Phys Chem Chem Phys. 2020 Jun 21;22(23):12929-12938. doi: 10.1039/d0cp01942a. Epub 2020 May 26.

Abstract

The dynamics of the bimolecular nucleophilic substitution (SN2) reactions at nitrogen are less understood than those of their corresponding reactions at carbon. In this paper, we report an ab initio molecular dynamics approach to investigate the reaction mechanisms of the F- + NH2I SN2 reaction at nitrogen. We found not only the one-transition-state mechanisms, but also the composite mechanisms with two and three transition states. For the two-transition-state mechanisms, the double inversion mechanism and the proton-abstraction roundabout followed by the backside-attack reaction mechanism have been reported before; but we discovered that there is also a new, front-side attack followed by the backside-attack Walden-inversion mechanism. Furthermore, a composite mechanism with three transition states also shows up in the reactive trajectories. Our results show that, as the collision energy increases, the SN2 reactivity decreases, and the proton-abstraction reactivity increases. The two-transition-state mechanisms, especially the double-inversion mechanism, make the largest contribution to the SN2 reactivity, followed then by the one-transition-state mechanisms, with the three-transition-state mechanism contributing the least.
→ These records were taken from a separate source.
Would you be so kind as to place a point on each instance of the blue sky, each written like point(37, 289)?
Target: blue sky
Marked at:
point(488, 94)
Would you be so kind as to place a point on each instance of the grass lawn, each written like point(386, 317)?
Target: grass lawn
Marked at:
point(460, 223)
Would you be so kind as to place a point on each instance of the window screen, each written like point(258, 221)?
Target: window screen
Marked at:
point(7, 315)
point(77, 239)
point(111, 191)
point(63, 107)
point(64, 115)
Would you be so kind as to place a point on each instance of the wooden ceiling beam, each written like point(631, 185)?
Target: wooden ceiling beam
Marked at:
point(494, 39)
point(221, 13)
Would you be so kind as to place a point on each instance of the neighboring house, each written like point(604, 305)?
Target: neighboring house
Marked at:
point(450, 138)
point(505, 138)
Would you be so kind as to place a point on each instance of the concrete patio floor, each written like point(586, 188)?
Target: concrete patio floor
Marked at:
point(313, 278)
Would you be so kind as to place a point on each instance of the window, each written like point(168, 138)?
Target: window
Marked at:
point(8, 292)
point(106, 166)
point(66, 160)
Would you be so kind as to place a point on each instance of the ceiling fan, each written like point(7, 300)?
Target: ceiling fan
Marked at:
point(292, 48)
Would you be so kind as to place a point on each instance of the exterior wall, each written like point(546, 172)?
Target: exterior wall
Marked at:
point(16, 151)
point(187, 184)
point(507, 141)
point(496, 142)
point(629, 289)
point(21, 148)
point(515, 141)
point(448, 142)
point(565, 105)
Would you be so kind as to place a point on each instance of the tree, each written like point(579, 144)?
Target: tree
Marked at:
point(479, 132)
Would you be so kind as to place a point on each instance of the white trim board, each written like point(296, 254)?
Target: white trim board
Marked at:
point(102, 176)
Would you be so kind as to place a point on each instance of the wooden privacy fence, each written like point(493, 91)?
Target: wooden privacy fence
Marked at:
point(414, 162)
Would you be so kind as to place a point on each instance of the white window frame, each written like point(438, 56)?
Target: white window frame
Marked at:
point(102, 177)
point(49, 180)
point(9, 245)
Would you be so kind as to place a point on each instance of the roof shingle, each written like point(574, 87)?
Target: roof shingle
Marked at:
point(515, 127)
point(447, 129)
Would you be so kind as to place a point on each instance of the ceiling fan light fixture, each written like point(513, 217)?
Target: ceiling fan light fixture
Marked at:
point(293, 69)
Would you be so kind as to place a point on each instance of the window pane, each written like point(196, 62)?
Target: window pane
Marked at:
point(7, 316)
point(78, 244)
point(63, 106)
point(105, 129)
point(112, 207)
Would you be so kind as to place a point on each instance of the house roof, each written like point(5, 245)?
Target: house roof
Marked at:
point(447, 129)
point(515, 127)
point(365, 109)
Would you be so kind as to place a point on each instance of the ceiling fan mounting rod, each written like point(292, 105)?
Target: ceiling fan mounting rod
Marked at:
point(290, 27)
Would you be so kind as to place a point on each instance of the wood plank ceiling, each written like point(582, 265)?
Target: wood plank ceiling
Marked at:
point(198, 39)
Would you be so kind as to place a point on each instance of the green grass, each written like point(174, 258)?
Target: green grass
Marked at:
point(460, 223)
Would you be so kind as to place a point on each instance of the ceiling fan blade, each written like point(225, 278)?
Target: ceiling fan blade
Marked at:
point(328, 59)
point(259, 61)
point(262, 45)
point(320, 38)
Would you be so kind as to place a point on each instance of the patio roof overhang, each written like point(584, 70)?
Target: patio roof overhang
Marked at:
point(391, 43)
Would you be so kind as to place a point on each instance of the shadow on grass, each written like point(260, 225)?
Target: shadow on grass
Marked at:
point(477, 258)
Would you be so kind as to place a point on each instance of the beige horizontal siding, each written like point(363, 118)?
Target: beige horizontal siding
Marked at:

The potential energy profiles of the reaction mechanisms are characterized at the CCSD(T)/aug-cc-pVTZ(PP) level of theory. The analysis on stationary points shows that the proton-abstraction inversion transition state is ∼12.4 kcal mol-1 lower than the Walden-inversion transition state in contrast to the corresponding reaction at carbon F- + CH3I, in which the former is ∼26.1 kcal mol-1 higher than the latter. This might explain why the composite mechanism of the double inversion mechanism contributes the most to the SN2 reactivity in the F- + NH2I reaction.